En ese contexto cultural, el coquito se mantiene como uno de los símbolos más reconocibles de la Navidad puertorriqueña. Con el paso del tiempo, el que prepara Kayla Lalles Silva dejó de limitarse al círculo familiar y comenzó a circular actividades comunitarias, celebraciones navideñas y otros encuentros de la diáspora.
En medio de ese crecimiento, Kayla decidió experimentar con nuevos sabores, siempre partiendo de la receta base de su abuela.
“Mami y papi pensaban que era buena idea, pero eran bien firmes con la receta original, así que me puse a inventar sola en mi cocina”, dijo.
El primer sabor que intentó fue pistacho. Su padre, Hugo Lalles Figueroa, oriundo de San Lorenzo, pensaba que estaba bueno, pero, por no ser el tradicional, no tendría aceptación.
“Yo le dije ‘vamos a ver’ y, en efecto, todo el mundo quedó loco”, añadió.
Eventualmente incluyó otros sabores como piña, calabaza, caramelo salado, cheesecake, cookies and cream, y del chocolate Reese’s. En 2016, cuando su coquito ya se había convertido en una “estampa navideña” para los boricuas en el estado, decidió ponerle nombre a la tradición: Kay’s Coquito.
A partir de ese momento, la elaboración continuó creciendo, impulsada principalmente por el “boca a boca”. En medio de ese proceso, su madre asumió el cargo de cuidar a su abuela y su padre comenzó a ayudarla a preparar las botellas.
En tiempos de mayor producción, Kayla también recibe ayuda de sus hijos, de 16 y 10 años, quienes pegan las etiquetas a las botellas.

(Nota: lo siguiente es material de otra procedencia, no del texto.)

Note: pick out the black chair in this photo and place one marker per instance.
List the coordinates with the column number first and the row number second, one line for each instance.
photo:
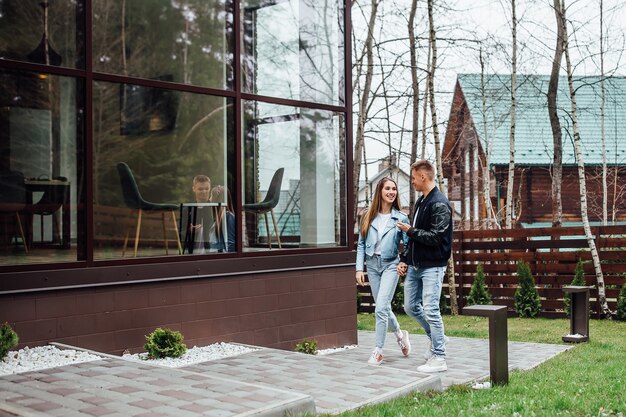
column 267, row 205
column 13, row 202
column 134, row 201
column 48, row 205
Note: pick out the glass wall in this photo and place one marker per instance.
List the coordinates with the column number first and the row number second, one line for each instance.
column 302, row 147
column 188, row 42
column 150, row 151
column 41, row 176
column 293, row 49
column 149, row 146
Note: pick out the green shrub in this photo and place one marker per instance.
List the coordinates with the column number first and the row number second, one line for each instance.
column 479, row 293
column 397, row 302
column 8, row 339
column 165, row 343
column 621, row 304
column 527, row 303
column 579, row 280
column 308, row 346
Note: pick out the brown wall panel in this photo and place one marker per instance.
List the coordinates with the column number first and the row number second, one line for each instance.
column 273, row 309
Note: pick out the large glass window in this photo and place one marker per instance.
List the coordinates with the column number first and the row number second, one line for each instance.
column 44, row 32
column 293, row 49
column 293, row 177
column 163, row 171
column 41, row 172
column 188, row 42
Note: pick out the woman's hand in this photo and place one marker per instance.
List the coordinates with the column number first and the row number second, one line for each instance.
column 360, row 278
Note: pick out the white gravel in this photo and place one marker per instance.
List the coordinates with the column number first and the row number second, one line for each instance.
column 194, row 355
column 41, row 357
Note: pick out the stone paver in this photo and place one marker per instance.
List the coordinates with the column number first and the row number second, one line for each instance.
column 266, row 382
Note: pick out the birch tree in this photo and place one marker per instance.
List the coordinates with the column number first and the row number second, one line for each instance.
column 553, row 87
column 363, row 103
column 604, row 307
column 511, row 175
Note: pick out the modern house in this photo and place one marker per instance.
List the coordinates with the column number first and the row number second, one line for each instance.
column 110, row 109
column 477, row 142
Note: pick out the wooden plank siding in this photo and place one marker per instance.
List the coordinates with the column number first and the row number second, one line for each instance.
column 552, row 254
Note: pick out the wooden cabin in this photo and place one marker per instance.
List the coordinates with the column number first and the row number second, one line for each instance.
column 477, row 141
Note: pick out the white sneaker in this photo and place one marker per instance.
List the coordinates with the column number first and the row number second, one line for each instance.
column 404, row 343
column 434, row 364
column 376, row 358
column 428, row 352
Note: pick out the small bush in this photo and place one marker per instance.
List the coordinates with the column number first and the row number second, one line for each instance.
column 579, row 280
column 527, row 302
column 308, row 346
column 621, row 304
column 165, row 343
column 479, row 293
column 8, row 340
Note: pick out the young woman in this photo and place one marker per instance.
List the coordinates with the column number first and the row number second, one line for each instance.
column 379, row 242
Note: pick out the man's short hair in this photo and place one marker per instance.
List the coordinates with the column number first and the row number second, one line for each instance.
column 424, row 165
column 201, row 178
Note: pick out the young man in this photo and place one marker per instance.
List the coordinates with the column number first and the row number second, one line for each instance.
column 430, row 246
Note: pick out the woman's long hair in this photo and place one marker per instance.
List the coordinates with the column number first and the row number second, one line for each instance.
column 376, row 206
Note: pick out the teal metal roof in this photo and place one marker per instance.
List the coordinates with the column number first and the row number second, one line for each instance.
column 533, row 134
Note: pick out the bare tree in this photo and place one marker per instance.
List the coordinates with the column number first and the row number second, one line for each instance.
column 511, row 176
column 363, row 103
column 415, row 91
column 553, row 87
column 604, row 307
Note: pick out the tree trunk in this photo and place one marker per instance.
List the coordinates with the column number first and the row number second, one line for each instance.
column 432, row 41
column 553, row 87
column 415, row 93
column 511, row 177
column 602, row 108
column 604, row 307
column 491, row 215
column 363, row 106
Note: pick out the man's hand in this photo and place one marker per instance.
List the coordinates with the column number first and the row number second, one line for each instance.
column 401, row 268
column 403, row 226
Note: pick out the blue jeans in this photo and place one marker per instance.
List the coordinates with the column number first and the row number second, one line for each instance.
column 383, row 279
column 422, row 290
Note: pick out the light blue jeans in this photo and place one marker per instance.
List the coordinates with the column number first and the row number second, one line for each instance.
column 383, row 279
column 422, row 290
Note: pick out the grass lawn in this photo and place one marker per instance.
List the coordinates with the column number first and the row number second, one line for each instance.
column 588, row 380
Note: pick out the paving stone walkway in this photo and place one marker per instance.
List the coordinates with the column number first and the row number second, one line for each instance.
column 266, row 382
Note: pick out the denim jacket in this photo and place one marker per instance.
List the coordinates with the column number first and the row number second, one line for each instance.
column 389, row 243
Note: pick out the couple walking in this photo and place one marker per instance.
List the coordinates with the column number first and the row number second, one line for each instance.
column 426, row 246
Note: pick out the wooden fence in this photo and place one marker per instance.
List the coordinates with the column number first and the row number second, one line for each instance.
column 552, row 254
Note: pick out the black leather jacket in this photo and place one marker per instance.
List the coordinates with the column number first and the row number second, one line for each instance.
column 430, row 237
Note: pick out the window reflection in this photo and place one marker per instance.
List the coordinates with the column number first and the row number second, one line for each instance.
column 293, row 49
column 151, row 205
column 302, row 148
column 41, row 142
column 44, row 32
column 187, row 42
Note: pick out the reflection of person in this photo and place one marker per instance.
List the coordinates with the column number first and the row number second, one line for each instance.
column 201, row 187
column 223, row 242
column 430, row 246
column 379, row 241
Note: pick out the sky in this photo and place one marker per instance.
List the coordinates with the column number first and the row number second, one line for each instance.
column 473, row 24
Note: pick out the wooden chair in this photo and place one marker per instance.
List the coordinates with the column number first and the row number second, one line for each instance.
column 134, row 201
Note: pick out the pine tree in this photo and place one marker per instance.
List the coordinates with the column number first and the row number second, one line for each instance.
column 479, row 293
column 579, row 280
column 527, row 303
column 621, row 304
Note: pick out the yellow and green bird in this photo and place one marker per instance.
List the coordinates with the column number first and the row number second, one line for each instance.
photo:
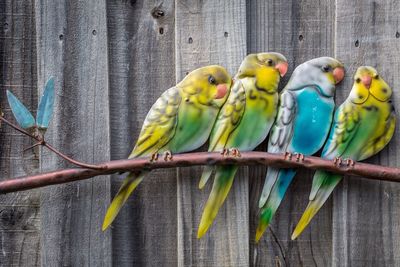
column 363, row 125
column 179, row 121
column 243, row 122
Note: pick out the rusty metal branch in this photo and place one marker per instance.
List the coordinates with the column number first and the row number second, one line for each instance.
column 369, row 171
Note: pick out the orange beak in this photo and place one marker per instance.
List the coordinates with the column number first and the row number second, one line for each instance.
column 222, row 89
column 282, row 68
column 366, row 80
column 338, row 74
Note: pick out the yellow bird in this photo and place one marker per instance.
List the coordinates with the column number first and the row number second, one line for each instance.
column 179, row 121
column 363, row 125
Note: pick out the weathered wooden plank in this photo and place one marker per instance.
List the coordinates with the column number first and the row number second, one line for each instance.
column 366, row 213
column 142, row 66
column 72, row 47
column 19, row 212
column 211, row 32
column 301, row 31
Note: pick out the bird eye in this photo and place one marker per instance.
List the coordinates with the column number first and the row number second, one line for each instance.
column 211, row 80
column 326, row 68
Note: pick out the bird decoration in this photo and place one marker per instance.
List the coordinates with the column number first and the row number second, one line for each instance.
column 301, row 126
column 179, row 121
column 363, row 125
column 243, row 123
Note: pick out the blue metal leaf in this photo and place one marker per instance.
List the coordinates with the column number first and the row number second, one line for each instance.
column 21, row 113
column 46, row 105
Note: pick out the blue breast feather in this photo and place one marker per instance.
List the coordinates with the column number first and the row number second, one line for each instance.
column 313, row 121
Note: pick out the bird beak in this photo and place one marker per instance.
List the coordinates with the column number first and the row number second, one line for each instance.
column 366, row 80
column 222, row 89
column 338, row 74
column 282, row 68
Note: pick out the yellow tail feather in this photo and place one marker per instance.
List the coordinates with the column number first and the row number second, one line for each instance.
column 222, row 184
column 127, row 187
column 308, row 214
column 205, row 176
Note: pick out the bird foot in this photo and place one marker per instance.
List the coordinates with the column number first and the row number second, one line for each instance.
column 225, row 152
column 167, row 155
column 299, row 157
column 235, row 152
column 154, row 157
column 288, row 156
column 337, row 161
column 350, row 162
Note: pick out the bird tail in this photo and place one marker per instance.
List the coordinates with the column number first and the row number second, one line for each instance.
column 275, row 196
column 326, row 182
column 205, row 176
column 127, row 187
column 222, row 184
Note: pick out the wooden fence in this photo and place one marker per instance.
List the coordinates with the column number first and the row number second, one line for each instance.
column 111, row 60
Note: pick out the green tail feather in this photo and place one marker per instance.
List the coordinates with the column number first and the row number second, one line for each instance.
column 328, row 182
column 126, row 189
column 222, row 184
column 277, row 193
column 205, row 176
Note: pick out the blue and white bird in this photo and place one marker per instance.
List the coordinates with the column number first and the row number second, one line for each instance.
column 301, row 126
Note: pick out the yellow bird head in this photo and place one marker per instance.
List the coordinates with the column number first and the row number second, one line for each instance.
column 266, row 68
column 368, row 82
column 208, row 85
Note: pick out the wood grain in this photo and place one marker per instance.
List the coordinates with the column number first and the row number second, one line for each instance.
column 211, row 32
column 141, row 36
column 301, row 31
column 72, row 47
column 366, row 214
column 19, row 212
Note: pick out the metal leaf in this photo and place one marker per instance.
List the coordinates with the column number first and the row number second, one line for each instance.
column 21, row 113
column 46, row 105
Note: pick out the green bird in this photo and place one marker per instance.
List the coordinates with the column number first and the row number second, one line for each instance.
column 243, row 122
column 363, row 126
column 179, row 121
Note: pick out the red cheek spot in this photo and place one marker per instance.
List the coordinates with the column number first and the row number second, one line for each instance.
column 338, row 74
column 282, row 68
column 366, row 80
column 222, row 89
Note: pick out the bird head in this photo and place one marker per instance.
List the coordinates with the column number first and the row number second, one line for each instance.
column 367, row 82
column 210, row 85
column 266, row 68
column 323, row 72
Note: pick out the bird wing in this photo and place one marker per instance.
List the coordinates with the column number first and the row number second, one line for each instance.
column 280, row 138
column 375, row 145
column 229, row 117
column 282, row 130
column 160, row 124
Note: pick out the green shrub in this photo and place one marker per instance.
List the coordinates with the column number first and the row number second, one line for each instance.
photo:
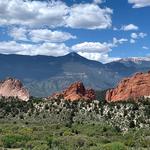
column 114, row 146
column 14, row 141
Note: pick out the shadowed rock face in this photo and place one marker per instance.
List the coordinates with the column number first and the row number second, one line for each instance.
column 135, row 87
column 13, row 88
column 76, row 91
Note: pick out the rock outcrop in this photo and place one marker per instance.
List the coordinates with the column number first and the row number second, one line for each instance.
column 76, row 91
column 13, row 88
column 130, row 88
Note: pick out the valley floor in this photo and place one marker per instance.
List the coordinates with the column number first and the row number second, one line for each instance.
column 91, row 136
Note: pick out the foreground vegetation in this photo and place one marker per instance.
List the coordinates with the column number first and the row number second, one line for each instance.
column 95, row 136
column 81, row 125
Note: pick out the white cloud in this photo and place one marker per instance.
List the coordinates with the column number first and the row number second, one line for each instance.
column 40, row 35
column 145, row 47
column 33, row 13
column 54, row 14
column 19, row 34
column 136, row 36
column 91, row 47
column 132, row 41
column 97, row 1
column 51, row 49
column 96, row 50
column 129, row 27
column 102, row 57
column 89, row 16
column 142, row 35
column 139, row 3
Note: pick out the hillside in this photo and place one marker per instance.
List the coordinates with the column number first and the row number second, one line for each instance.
column 44, row 75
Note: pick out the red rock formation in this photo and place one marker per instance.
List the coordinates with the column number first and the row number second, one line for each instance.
column 13, row 88
column 134, row 87
column 76, row 91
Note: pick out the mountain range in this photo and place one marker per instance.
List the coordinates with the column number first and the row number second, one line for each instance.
column 43, row 75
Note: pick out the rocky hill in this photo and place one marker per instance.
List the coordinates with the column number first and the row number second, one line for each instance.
column 13, row 88
column 44, row 75
column 76, row 91
column 131, row 88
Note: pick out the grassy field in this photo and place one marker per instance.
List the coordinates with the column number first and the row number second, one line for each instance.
column 94, row 136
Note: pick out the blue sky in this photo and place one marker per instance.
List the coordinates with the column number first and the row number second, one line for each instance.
column 101, row 30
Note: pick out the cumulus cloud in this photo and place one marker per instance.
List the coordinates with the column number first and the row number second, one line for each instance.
column 40, row 35
column 96, row 50
column 138, row 35
column 145, row 47
column 51, row 49
column 135, row 36
column 19, row 34
column 139, row 3
column 129, row 27
column 54, row 14
column 90, row 50
column 91, row 47
column 89, row 16
column 97, row 1
column 33, row 13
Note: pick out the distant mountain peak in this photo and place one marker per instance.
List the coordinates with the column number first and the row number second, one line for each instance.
column 136, row 60
column 73, row 54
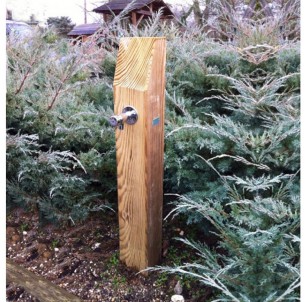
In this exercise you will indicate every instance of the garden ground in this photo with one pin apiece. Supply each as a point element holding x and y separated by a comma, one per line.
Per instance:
<point>84,260</point>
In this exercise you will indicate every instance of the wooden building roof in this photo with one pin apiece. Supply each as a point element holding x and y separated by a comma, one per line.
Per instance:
<point>117,6</point>
<point>84,29</point>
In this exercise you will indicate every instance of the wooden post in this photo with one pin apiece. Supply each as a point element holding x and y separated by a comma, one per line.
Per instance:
<point>140,82</point>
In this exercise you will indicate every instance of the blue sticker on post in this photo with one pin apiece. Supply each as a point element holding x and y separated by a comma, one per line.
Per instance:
<point>155,121</point>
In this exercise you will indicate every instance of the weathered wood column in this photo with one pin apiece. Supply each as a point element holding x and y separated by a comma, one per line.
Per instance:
<point>140,83</point>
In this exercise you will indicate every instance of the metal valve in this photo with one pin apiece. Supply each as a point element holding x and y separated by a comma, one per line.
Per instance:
<point>129,116</point>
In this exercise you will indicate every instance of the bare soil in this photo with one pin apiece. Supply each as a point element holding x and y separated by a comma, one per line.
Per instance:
<point>84,260</point>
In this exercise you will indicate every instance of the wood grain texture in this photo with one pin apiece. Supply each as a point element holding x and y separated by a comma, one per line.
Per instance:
<point>140,82</point>
<point>39,287</point>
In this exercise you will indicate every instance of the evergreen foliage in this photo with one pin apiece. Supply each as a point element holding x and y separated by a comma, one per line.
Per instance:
<point>57,111</point>
<point>235,153</point>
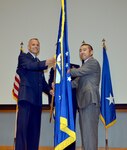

“Los incluyo porque para mí es importante que esta tradición se pase de generación en generación”, explicó.
Aunque en su mejor temporada Kayla llegó a confeccionar casi 1,000 botellas, actualmente el proceso ha sido un poco más lento debido a su trabajo a tiempo completo en el sector de las finanzas. Para Acción de Gracias completó alrededor de 300 botellas y espera hacer entre 100 y 200 más antes de que culmine diciembre. Estas navidades, intentará ofrecer a sus amistades y familiares un sabor especial y bien puertorriqueño: guayaba.
Para ella, su esfuerzo cobra sentido en la reacción de quienes lo reciben, pero principalmente dentro de la diáspora puertorriqueña.
Kayla también expresó que la parte más difícil de esta empresa familiar es saber que su abuela, la persona que comenzó todo, “no es capaz de entender que estoy manteniendo su tradición viva”, pero, a su vez, eso la motiva a seguir, concluyó conmovida.
“El yo no haber nacido allá y escuchar a boricuas de la isla aquí decir ‘esto sí es coquito’, me enorgullece. Que en este tiempo tengan un pedacito de la isla en una botella”, sostuvo.